Lyrical, meditative documentary on the immensity of the universe and the persistent human spirit to experience it to the utmost.

Made entirely from found footage, The Voyagers, is a star example of the growing genre of essay films made possible by the Internet ArchiveLibrary of Congress online catalog, and other resources for royalty-free content. It’s part documentary, part personal love letter, and part subjective musings on metaphysics. Precisely because it is so personal, it can get away with grappling with questions like eternity, and the reason for and acceptance of optimism, because those questions are given a whole new field of reference by the implicitly impending words “till death do you part”. The Voyagers was one of the most satisfying discoveries for us of 2011.

Honorable Mentions

Best Production Design—Ten For Grandpa There are lot’s of other aspects to filmmaking other than simply directorial, so I thought we’d make time to recognize a film that killed it in the critical but overlooked arena of production design. Ten For Grandpa deftly slips times, impeccably referencing different styles throughout the late 20th Century, but more than this “Mad Men” like attention to period detail, the film itself is a delight of stage planning. All the sets were constructed on soundstage in a manner that allows their easy extraction and replacement mid-shot.
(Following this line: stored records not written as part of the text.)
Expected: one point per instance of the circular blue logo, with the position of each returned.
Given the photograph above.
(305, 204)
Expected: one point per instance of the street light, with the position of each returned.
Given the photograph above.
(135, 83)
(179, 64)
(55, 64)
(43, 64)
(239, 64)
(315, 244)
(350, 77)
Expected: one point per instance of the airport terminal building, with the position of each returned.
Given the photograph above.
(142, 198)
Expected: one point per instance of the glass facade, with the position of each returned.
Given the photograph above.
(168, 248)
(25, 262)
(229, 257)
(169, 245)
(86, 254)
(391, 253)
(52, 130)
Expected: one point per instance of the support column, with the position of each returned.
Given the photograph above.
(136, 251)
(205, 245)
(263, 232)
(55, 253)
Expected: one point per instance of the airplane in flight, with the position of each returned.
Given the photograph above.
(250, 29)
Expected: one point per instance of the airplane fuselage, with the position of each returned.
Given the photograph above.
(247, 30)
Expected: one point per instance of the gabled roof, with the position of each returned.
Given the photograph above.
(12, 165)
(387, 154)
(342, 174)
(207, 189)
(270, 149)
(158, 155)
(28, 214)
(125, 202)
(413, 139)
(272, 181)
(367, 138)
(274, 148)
It’s a gee-wow effect of a practical sort, which perfectly accompanies the slightly unhinged monologue.   Best Film to Be Taken Offline—Blinky Every year there are a few great film that are officially released online only to be pulled days or even hours later. It’s a category that sadly grew in 2011 (Remember the bizarre troubles with marketing that Mubi had with the limited release of the Spike Jonze/Arcade Fire teamup Scenes of the Suburbs?). But the Ruairi Robinson sci-fi short Blinky was easily the most memorable. Animation tests had leaked over a 2 years period, but the final version came without warning. Nonetheless, Blinky immediately began to dominate viewcounts and discussions across the web. A week and millions of new fans later, it was gone as mysteriously as it came.